April 1st is my best day.  It's a day for surprises and good things.  A day that's lucky.

Twelve years ago on this day, I went on my first date with Javi.  We went to the park and ate ice cream bars with thin chocolate shells and sprinkles that were chalky and sweet.  We rowed around a lake in a boat even though Javi couldn't swim and neither of us had ever manned any sort of sea-going vessel in our lives.  When we finished our ice cream, there were fortunes printed on the popsicle sticks.  I don't remember if they came true.

Seven years ago today, we won the ticket lottery to sit on the front row for the revival of West Side Story on Broadway.  When the actors started to sing, Javi leaned over to me in the dark. "They speak to each other in English and Spanish," he said. "They're like us."

(I mean. Remember Blackberry photos, though?)

(I mean. Remember Blackberry photos, though?)

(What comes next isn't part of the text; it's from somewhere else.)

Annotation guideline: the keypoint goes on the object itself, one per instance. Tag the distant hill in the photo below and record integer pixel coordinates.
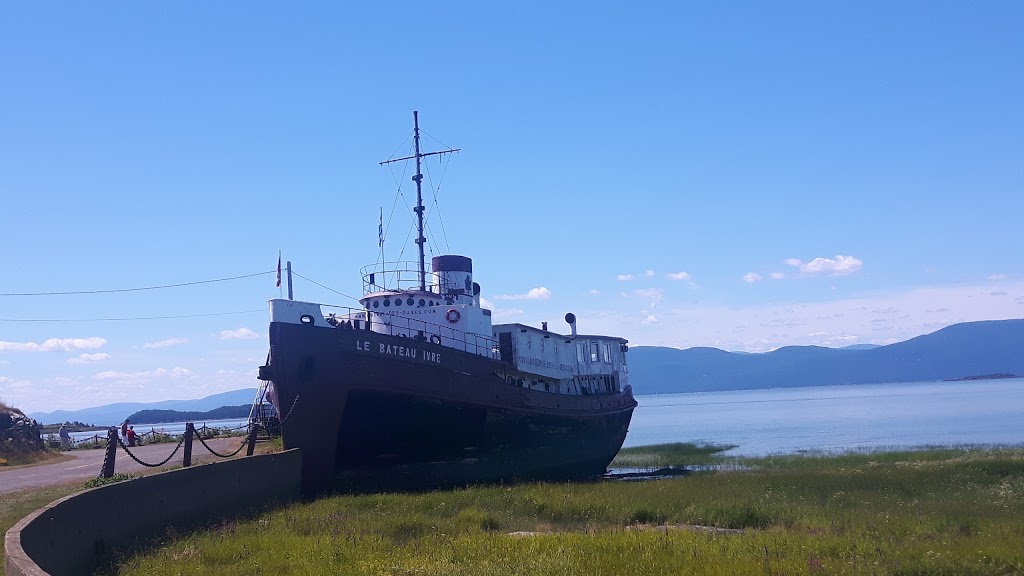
(158, 416)
(961, 351)
(114, 414)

Five years ago today, we got married in Javi's hometown.  I carried a book instead of a bouquet and Javi cut hearts and birds and the word 'love' into papel picado that we hung in the trees.   We said our vows while Popocatépetl - the volcano that Javi grew up watching from his window - blew smoke in the distance.  Our friends said it was good luck.

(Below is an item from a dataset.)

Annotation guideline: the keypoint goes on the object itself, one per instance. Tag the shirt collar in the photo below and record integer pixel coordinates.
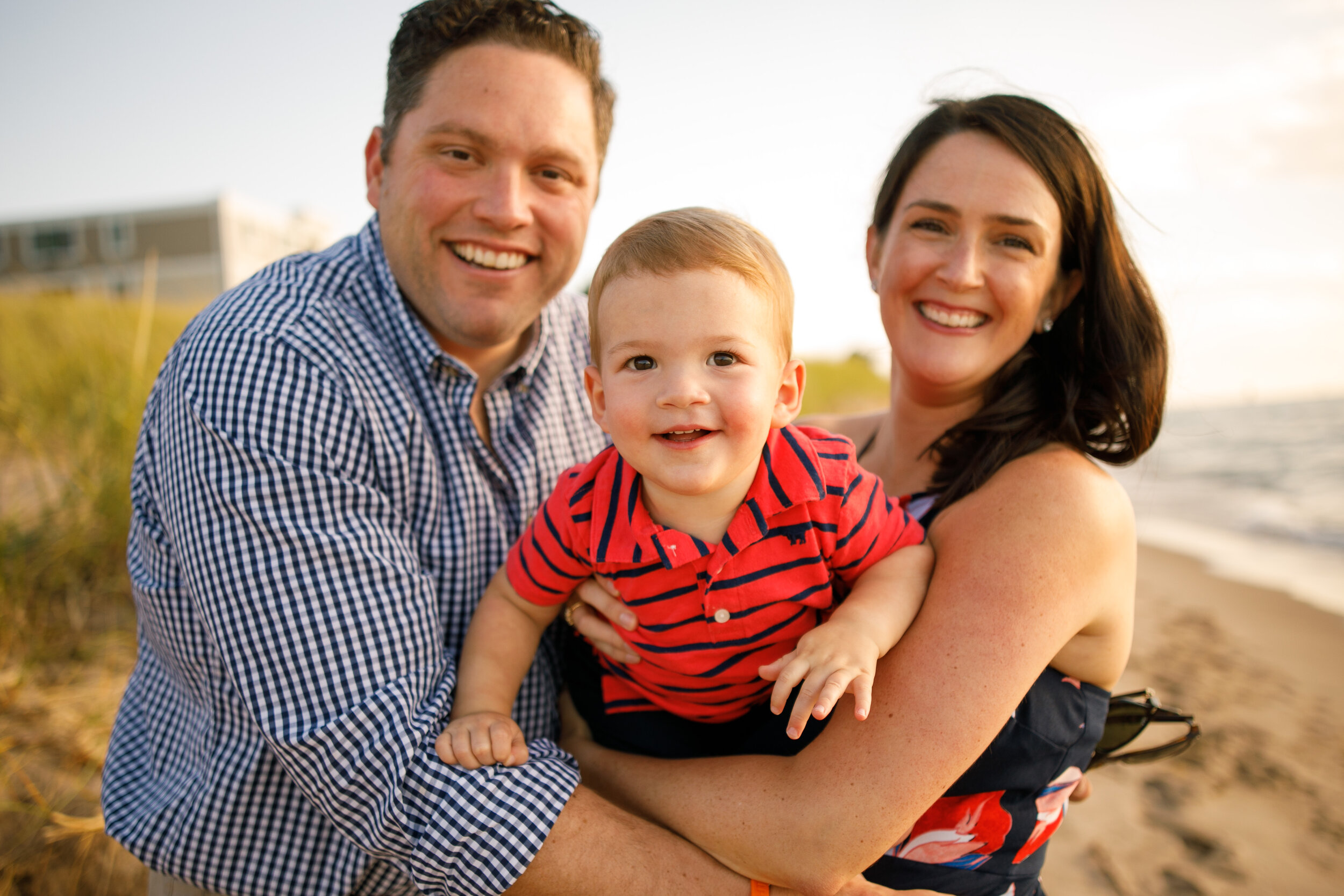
(410, 332)
(789, 473)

One year ago today, we found out Kobe was coming. 

My Kobe. Someday you will be able to read this and there's something I want you to know. 

I hope that as you grow up, you are a person of faith, whatever you decide that looks like for you.  I hope that you believe in things outside of yourself - things like goodness and grace - things you can't see, but find evidence of in the world around you.  It's okay if that faith looks different than mine or your dad's. 

Someday, someone might tell you that you can't believe in both God and luck, but I think they're wrong.  This world is a place of complexity and contradiction.  Sometimes things that seem to be opposites can both be true.  I have called you mine because we belong to each other, but also you belong to no one but yourself.  I am a girl and you are a boy, and yet, for a while we shared one body.   You are a citizen of a country that you've never seen, and a citizen of one that you open your eyes to every day.  It is possible to hold things - like the truth and a vision of what your life will be - with both a determined grasp and an open hand.  It's okay to believe that you are guided by love and grace, and that a single prayer can stand against the world's worst, most fearful things, and also believe in lucky days that don't come for any reason.  They just come.